Findings & Footnotes-January 2019

  • British researcher Sophie Gilliat-Ray gained notoriety in 2005 (mainly among Muslims) for an article detailing the lack of access she experienced in trying to study the seminaries of a strict form of Islam practiced by Deobandi Muslims (whose name derives from their origins in an Indian town by that name). Now in the current issue of the journal Fieldwork in Religion (13:2), Gilliat-Ray returns to these Deobandi seminaries in the UK and finds a sea change in their openness to society. The researcher writes that the closed attitude of these schools reflected the attitudes of Deobandis who had settled in the UK in the 19th century and maintained a separation from and conflictual posture against non-Muslims. Their increased openness has resulted from changes in the educational landscape for younger generations of Muslims and the need for graduates of these institutions to be integrated and employable in British society, given the shortage of positions for imams in the UK. For more on this article, visit the journal at: https://www.equinoxpub.com/home/journals/fir/.

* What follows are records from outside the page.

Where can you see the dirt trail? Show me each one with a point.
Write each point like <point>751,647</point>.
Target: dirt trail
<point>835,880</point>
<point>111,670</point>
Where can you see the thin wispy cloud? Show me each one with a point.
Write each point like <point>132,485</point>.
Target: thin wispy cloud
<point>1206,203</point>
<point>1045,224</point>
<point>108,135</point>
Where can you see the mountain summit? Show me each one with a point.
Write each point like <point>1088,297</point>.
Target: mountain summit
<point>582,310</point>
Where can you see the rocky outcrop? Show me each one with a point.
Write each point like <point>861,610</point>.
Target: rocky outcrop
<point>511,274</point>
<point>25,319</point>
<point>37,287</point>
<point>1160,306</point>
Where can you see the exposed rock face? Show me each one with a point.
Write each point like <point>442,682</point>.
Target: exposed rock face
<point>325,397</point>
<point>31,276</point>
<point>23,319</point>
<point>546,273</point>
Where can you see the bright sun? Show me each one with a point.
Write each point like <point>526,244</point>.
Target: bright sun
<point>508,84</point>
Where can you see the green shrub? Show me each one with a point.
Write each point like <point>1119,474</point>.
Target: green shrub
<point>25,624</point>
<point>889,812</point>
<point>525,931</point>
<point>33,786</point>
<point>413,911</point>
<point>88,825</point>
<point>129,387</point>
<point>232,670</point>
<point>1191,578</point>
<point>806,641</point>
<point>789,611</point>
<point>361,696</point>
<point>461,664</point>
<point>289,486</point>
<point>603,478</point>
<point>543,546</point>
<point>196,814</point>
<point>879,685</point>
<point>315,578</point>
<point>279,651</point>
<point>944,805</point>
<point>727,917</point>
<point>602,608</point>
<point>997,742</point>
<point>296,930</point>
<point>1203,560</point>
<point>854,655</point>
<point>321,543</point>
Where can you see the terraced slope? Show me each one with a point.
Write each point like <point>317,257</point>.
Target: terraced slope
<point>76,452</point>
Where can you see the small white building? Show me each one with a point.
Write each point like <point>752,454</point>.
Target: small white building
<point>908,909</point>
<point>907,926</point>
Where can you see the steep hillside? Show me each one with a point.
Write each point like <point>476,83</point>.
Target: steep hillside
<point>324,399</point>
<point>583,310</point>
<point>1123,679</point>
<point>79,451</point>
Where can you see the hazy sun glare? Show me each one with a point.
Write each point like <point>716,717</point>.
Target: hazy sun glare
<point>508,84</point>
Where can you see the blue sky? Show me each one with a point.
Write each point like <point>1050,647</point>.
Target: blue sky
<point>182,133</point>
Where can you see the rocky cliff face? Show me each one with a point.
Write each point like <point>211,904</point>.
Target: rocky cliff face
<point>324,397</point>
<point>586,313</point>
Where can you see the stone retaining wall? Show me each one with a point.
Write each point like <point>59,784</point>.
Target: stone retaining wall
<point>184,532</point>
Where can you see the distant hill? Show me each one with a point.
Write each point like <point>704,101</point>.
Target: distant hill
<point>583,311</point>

  • As the number of LDS members leaving the church is said to be growing, Disenchanted Lives (Rutgers University Press, $34.95) by E. Marshall Brooks investigates the distinctive subculture that has developed among Mormon apostates. Brooks conducts ethnographic research among ex-Mormon support groups, online forums, and informal gatherings in Utah. The book does not see Mormon apostasy as stemming from members who already have “one foot outside of the door of the faith,” but rather as the result of internal tensions and contradictions in the church that affect dedicated members who had few intentions of departing from the faith (one chapter looks at the “sudden” nature of many cases of Mormon apostasy). Brooks notes that his sample of ex-Mormons do not necessarily reflect most people who have left the LDS church, and there is little indication that the much-publicized departures and public protests of church liberals, feminists, and gay rights activists are widespread. But Brooks still tends to stress that cases of Mormon disaffection represent a “crisis of apostasy.” This fits with his treatment of these ex-members as experiencing trauma, bigotry, stigma and “social suffering” at the hands of a church that has repressed its history and a religious culture too dismissive of doubt and dissent. The ex-members’ anger, depression, and atheism are viewed by Brooks as constituting a “reasonable response” to a dysfunctional and harmful religion.

    The sympathetic treatment of ex-members extends to how Brooks finds that they experience apostasy not just as a rational dismissal of church doctrine but also as a bodily effect of lifelong observance (in a similar way to recent studies of ex-Hasidic Jews). There have been other studies of apostasy in new religious movements that are less exclusively focused on ex-members’ portrayal of their former group in mostly negative terms and that attempt to balance their treatment of the group with accounts by current members and historical experiences. Brooks does include a short section distinguishing “angry ex-Mormons” from “middle-way Mormons” who still identify with the Mormon people even if not with LDS beliefs, but he does so to show how the former group uses anger to patrol boundaries between themselves and the church and to “insulate themselves from its pernicious influence.